E poi mi domando come si possa sostenere una cosa simile dopo che i propri enti religiosi, tra gli azionisti di banche armate, investono e continuano ad investire in armi, bombe e quant’altro. Mi domando la sola legittimità, oggi, dei cappellani militari che, grazie ad una legge del 1961, sono equiparati agli ufficiali in divisa per i quali lo Stato italiano spende oltre 20 milioni di euro, tra retribuzioni, tredicesime, benefit e pensioni. Mi domando, quanto può essere accettabile che un prete benedica le armi ancora oggi. Papà Francesco dichiarò che “per assistere spiritualmente i soldati, in caserma e nelle missioni all’estero, non servono sacerdoti coi gradi”, eppure si trascina ancora resistenze fortissime perché l’equiparazione dei cappellani militari a ufficiali delle Forze armate presuppone dei privilegi che pochi vorrebbero perdere, come il Cardinal Bagnasco.

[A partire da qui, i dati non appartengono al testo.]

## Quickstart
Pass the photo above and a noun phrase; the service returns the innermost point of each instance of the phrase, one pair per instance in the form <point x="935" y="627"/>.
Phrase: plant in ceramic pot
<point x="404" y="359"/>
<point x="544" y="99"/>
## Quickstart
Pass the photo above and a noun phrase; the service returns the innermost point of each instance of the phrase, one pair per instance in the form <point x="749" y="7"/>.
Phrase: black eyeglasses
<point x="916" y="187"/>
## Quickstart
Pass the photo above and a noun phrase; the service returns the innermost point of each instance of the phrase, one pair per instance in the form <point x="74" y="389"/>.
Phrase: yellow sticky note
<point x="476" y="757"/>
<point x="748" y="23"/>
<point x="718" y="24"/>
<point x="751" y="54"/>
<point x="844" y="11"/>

Mi domando quale senso abbia dichiararsi per il Trattato di Proibizione delle Armi Nucleari, per poi vendere e “benedire” le armi non-nucleari; che senso ha esprimersi per l’accoglienza e la solidarietà per poi sfociare nell’omofobia canonicamente istituzionalizzata?

Se è per carità cristiana, meglio rivedere le basi su cui si fonda: se carità è compassione e pietà, mi domanderei quanto ancora possa essere chiamato “valore cristiano”. Le armi si possono benedire, i preti militari sono accettabili, ma a due persone che si amano non viene riconosciuta la dignità ecumenica di partecipare in quanto tali alla vita delle comunità cristiane, chiedendogli invece di essere tali lontano da questi contesti. Come può essere cristianamente accettabile?

Alla base di tutto questo c’è potere, gerarchia, ma soprattutto la presunzione di non sentirsi mai propriamente “peccaminosi”. Forse, ancor prima che lottare contro il clericalismo, che cancella la misericordia, bisognerebbe chiedersi quanto possa essere ancora sopportabile questa nauseante ipocrisia.